Climate change | Healthcare and clinical impacts

Published July 15, 2025

  • Date (DD-MM-YYYY)

    27-06-2025 to 27-06-2026

    Available on-demand until 27th June 2026

  • Cost

    Free

  • Education type

    Article

  • CPD subtype

    On-demand

Description

Background

Climate change, in terms of global warming and heat waves, might negatively impact people with neurological diseases.

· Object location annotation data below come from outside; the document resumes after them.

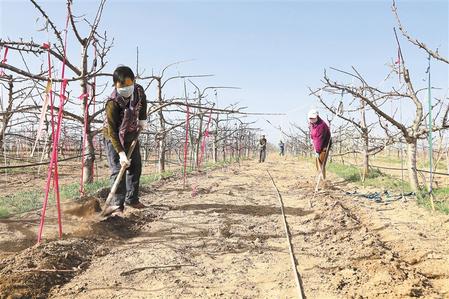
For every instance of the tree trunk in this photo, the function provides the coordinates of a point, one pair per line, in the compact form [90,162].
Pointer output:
[413,174]
[162,134]
[89,151]
[365,169]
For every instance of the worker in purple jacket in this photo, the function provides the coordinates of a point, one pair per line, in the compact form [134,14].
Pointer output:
[321,137]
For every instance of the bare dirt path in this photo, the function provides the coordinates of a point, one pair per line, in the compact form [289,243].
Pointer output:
[228,241]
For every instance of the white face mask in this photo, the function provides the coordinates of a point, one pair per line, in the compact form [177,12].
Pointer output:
[126,91]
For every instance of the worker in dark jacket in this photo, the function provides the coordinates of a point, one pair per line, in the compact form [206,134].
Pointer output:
[125,116]
[321,137]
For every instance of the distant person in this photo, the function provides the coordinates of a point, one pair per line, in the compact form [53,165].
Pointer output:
[125,113]
[281,148]
[321,138]
[262,149]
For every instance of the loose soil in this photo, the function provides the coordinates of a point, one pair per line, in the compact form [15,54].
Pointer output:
[223,236]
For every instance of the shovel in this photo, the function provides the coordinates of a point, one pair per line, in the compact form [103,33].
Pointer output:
[108,209]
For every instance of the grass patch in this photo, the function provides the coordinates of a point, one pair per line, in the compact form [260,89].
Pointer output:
[375,178]
[23,201]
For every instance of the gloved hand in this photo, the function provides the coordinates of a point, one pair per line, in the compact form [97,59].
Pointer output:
[142,124]
[124,160]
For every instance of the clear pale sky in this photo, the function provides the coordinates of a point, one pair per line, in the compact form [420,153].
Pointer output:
[273,50]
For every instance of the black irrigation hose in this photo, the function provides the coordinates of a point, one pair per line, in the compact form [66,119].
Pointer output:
[298,280]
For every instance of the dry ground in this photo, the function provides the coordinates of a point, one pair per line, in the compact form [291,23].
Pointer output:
[223,236]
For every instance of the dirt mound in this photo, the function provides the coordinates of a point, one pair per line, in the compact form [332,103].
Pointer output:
[88,208]
[34,271]
[355,262]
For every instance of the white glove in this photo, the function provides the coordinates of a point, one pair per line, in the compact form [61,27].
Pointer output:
[143,124]
[124,159]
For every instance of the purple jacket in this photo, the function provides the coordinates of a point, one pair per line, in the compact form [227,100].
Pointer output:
[320,134]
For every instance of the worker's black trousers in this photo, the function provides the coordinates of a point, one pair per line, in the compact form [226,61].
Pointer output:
[128,189]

Patients with Multiple Sclerosis (MS), which is characterized by heat sensitivity, may therefore have an increased vulnerability. Subsequently, we aimed to specifically investigate the state of knowledge on climate change and MS.

Methods

We conducted a literature search in the Pub Med database during 2022–2024 using the search terms “multiple sclerosis” AND “climate “, “climate change”, “global warming”, “heat waves”, and “seasonal variations”. A total of 773 scientifical papers were retrieved and scrutinized according to the inclusion/exclusion criteria. Finally, 24 publications were manually selected based on their relevance to the intended topic, covering climate change related heat sensitivity in MS patients, associated healthcare burden, and treatment strategies.

Results

Only few publications focused on climate change and its effect on MS. The search yielded 24 articles on effects of climate/environmental heat and seasonal variations on MS. There was both evidence of worsened clinical symptoms as well as negative studies. However, the majority of selected papers, 16/24 (67 %) revealed an impact on MS symptoms/hospitalization from environmental heat.

Conclusions

So far there has been limited interest in the vulnerability of MS patients to climate change. The future perspective of increased temperature and heat waves should be highlighted so that authorities prepare health systems to apply to this new, but logical and intuitive, scientific knowledge. As heat sensitivity also seems to affect neurological disorders beyond MS, further research is needed to develop general care strategies in the future.